Rather than capturing the spirit of Star Trek in its trivia and minutiae, recycling old villains and seeding Easter Eggs for fans like in the rebooted "Kelvin Timeline" movies (the Abramsverse, to their detractors), Star Trek Bridge Crew works upon sensation—nestling players among the view-screens with actionable data, the pings of subsystems and a perspective on Trek spacefaring that is both unlike anything in the series and perfectly attuned to its subtextual rhythms. Thrown into the body of a Starfleet officer, the tension underlying Starfleet's signature coolheadedness (even with the ship about to explode, Star Trek: The Next Generation characters almost never run) in the face of the mysterious and alien is palpable.

"We wanted to make it about you becoming a Federation officer," Votypka said. In this, playing on a bridge full of Spocks, Kirks and McCoys would detract, robbing you of a Star Trek lived experience that Bridge Crew captures so well. "It would be kind of boring trying to personify a different person."

Which is not to say that Bridge Crew is cavalier about its Trek specifics or indifferent to the TOS legacy.
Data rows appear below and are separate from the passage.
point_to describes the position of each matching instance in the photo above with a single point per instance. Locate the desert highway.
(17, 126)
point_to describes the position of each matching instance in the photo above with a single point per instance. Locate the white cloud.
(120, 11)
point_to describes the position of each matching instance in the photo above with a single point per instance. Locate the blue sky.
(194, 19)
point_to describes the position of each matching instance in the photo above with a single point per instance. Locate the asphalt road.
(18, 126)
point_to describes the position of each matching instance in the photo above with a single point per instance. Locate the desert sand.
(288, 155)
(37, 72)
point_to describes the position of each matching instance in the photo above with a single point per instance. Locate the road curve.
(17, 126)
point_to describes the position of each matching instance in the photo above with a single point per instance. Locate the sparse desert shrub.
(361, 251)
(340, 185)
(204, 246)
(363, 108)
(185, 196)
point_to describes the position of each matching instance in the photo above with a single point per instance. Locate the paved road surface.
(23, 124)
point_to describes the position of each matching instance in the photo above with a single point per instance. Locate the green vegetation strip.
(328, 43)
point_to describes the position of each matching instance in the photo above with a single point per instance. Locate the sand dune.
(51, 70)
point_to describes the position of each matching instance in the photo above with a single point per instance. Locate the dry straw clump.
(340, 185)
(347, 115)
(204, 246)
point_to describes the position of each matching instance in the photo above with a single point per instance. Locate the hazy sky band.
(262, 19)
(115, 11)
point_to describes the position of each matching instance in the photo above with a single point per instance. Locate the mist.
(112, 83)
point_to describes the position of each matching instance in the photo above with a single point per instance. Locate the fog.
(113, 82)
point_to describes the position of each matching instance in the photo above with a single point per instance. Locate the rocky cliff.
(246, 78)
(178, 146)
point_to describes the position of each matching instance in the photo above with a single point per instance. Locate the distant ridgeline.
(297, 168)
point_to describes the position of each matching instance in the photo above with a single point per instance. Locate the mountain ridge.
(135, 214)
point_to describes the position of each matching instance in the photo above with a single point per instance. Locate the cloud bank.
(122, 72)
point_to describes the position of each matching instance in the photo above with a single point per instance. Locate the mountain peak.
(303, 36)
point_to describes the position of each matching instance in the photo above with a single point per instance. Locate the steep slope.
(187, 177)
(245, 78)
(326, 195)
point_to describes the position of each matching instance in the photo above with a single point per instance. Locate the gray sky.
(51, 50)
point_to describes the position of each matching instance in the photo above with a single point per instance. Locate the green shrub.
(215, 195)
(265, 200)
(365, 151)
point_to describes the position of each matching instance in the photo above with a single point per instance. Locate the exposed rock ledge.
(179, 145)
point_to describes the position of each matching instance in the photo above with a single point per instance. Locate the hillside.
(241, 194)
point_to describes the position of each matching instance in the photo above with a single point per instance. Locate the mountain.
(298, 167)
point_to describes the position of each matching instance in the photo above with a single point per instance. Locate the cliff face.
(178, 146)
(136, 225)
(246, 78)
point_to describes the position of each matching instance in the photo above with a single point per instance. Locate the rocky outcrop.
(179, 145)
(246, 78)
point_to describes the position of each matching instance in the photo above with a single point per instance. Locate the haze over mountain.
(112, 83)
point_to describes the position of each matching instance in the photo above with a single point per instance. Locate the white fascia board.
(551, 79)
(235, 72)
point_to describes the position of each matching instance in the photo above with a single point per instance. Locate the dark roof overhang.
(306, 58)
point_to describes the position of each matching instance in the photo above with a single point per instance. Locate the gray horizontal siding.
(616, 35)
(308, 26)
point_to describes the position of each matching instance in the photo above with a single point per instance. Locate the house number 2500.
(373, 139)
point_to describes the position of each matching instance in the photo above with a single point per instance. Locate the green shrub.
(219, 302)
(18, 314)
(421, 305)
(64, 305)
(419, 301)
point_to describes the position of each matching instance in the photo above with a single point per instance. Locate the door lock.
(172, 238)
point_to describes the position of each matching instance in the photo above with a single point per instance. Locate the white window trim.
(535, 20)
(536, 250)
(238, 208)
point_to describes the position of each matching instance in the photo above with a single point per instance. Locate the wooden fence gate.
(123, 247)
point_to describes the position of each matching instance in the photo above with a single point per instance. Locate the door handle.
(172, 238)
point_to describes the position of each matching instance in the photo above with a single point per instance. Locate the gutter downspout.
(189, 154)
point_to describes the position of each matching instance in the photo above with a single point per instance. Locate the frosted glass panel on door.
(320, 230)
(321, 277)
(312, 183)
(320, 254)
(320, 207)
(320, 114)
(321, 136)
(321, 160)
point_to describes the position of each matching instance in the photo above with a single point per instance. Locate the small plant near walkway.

The level of detail aboard the simulated Enterprise is astounding.

Mapping Bridge Crew's various player subsystems onto a 1960s TV set was like "mad science game design," Votypka said. "Part of the challenge is when you watch the original show, it doesn't always give you the shot you want to look at the station and say 'alright, where are the buttons and what are they doing?'" It didn't help that Star Trek cast members wouldn't always press the same buttons for the same actions, though detailed blueprints from fan communities like CX-1 offered a helpful consensus.

Even more useful was fan film producer James Cawley's perfect recreation of the Star Trek set, now open to visitors in Ticonderoga, New York. "When I walked into the transporter room he called it a time machine and it literally felt like that," Votypka said. "I took pictures of every square inch of the bridge."

What separates Star Trek Bridge Crew from the fleet of previous Trek games is how that attention to detail feels less like a fulfillment of fandom requirements and more like a reality that insists upon itself to the players. Aboard the Aegis bridge, the human crewmembers (Bridge Crew can also be played as a single-player game with NPC "crew-bots") take on aspects of Star Trek almost unwittingly. Whether or not your crew consciously pepper communications with Star Trek lines like "make it so," scanning, punching into warp or rerouting power to bring phasers back online draws players into a Star Trek context rich in its completeness.

Star Trek Bridge Crew will be released for Windows and PS4 May 30.